Recent Sphagnum peatland expansion on the North Slope of Alaska
Monday, August 2, 2021
Link To Share This Poster: https://cdmcd.co/ybPXML
Alexis Renee Stansfield, Earth & Environmental Sciences, Lehigh University, Bethlehem, PA, Robert K. Booth, Earth and Environmental Science, Lehigh University, Bethlehem, PA, Julie Loisel, Texas A&M and Ava Scally, Lehigh University
Presenting Author(s)
Alexis Renee Stansfield
Earth & Environmental Sciences, Lehigh University Bethlehem, PA, USA
Background/Question/Methods As the climate has warmed over the past several decades, high-latitude regions have warmed more than the rest of the world. The ecological effects of this arctic amplification have the potential to lead to strong climate feedbacks, particularly given the abundance of carbon-rich ecosystems in these regions. Recent observations on the North Slope of Alaska have revealed patches of Sphagnum peat within the more widespread matrix of sedge-dominated tundra communities. These “peat-patches” may represent incipient peatlands, potentially forming in response to the hydrological and climatic changes of the region over the last several decades or century. In this study, we used radiometric dating, plant macrofossils, and testate amoebae from a network of sediment cores collected from peat patches on the North Slope. We use these data to assess the timing of Sphagnum-peatland formation and characterize the hydrological conditions associated with peat-patch establishment.

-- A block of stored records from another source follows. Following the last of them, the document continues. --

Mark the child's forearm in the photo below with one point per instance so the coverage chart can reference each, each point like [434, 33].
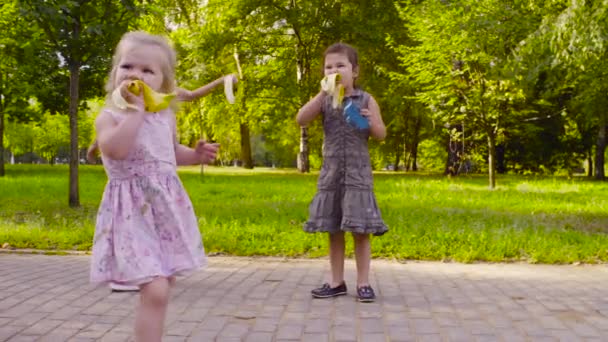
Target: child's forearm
[116, 142]
[186, 156]
[310, 110]
[186, 95]
[377, 129]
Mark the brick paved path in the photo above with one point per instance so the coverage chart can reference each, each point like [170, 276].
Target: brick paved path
[48, 298]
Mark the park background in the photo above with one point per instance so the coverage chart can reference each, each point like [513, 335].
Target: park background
[495, 110]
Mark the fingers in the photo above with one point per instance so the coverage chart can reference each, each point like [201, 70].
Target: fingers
[207, 151]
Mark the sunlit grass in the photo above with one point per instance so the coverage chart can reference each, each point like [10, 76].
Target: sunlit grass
[261, 212]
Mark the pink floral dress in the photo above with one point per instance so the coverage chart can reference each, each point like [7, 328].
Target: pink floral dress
[146, 227]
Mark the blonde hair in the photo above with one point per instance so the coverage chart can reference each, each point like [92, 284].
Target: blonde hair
[139, 38]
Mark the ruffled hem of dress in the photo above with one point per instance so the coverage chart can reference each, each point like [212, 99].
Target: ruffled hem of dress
[325, 213]
[376, 228]
[142, 280]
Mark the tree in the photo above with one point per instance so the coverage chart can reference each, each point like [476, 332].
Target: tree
[17, 62]
[460, 63]
[82, 34]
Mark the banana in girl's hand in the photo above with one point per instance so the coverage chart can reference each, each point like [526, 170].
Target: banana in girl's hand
[153, 101]
[332, 86]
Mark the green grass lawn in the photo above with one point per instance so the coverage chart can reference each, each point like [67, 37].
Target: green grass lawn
[261, 212]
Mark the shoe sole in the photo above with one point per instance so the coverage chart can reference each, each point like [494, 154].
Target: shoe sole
[363, 300]
[329, 296]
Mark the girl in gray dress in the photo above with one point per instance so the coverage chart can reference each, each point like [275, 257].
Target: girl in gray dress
[345, 201]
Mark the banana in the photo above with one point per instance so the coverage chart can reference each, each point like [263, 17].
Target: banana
[331, 85]
[153, 101]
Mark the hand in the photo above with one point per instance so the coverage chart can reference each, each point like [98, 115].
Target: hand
[136, 100]
[92, 153]
[206, 151]
[367, 114]
[235, 78]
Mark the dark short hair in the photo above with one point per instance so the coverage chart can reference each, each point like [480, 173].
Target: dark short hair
[349, 51]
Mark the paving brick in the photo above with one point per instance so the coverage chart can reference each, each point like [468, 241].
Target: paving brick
[48, 298]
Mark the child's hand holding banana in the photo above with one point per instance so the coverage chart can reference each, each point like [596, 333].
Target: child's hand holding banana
[332, 86]
[137, 95]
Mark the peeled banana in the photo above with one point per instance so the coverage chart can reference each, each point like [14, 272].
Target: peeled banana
[331, 85]
[153, 101]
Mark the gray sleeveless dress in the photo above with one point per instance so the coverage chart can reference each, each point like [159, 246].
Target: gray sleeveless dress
[345, 199]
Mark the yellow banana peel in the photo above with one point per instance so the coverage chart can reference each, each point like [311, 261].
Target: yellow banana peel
[331, 85]
[153, 101]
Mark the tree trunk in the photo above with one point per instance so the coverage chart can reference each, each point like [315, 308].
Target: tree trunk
[492, 159]
[74, 200]
[397, 158]
[302, 71]
[415, 143]
[246, 147]
[303, 157]
[600, 149]
[590, 163]
[454, 154]
[2, 99]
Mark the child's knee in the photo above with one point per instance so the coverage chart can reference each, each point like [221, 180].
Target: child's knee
[360, 238]
[156, 292]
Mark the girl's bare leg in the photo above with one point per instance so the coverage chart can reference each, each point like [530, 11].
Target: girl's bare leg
[336, 258]
[150, 315]
[363, 252]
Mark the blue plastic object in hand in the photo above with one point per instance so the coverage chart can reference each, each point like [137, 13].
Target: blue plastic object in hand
[353, 116]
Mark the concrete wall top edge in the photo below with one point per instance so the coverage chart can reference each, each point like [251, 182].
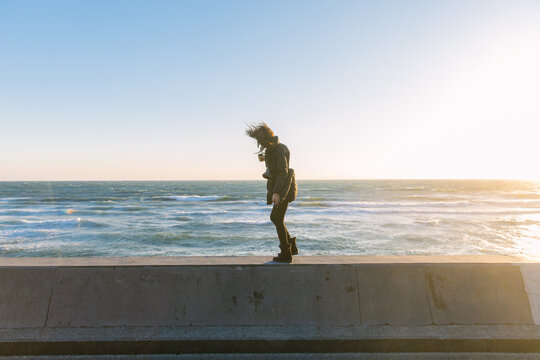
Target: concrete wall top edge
[257, 260]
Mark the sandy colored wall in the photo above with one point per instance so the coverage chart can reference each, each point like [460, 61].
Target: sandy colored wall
[348, 294]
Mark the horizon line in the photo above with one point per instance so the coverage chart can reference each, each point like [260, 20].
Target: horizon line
[340, 179]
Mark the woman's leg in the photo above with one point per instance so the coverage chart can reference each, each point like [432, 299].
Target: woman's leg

Results/Conclusions Results from seven sediment cores suggest that Sphagnum has been present on the North Slope for at least the last couple centuries. However, our analyses indicate that most peat patches likely formed in the last 30-40 years. Results of testate amoeba analysis indicate that the establishment of Sphagnum peat patches was associated with wetter and more stable surface-moisture conditions, and a shift toward domination of communities by Archerella flavum, a mixotrophic species that lives within the water film of wet, Sphagnum moss. Future work will focus on better constraining the timing of Sphagnum expansion across the North Slope from our network of cores, as well as quantifying changes in hydrology and carbon accumulation that resulted from Sphagnum peat-patch expansion.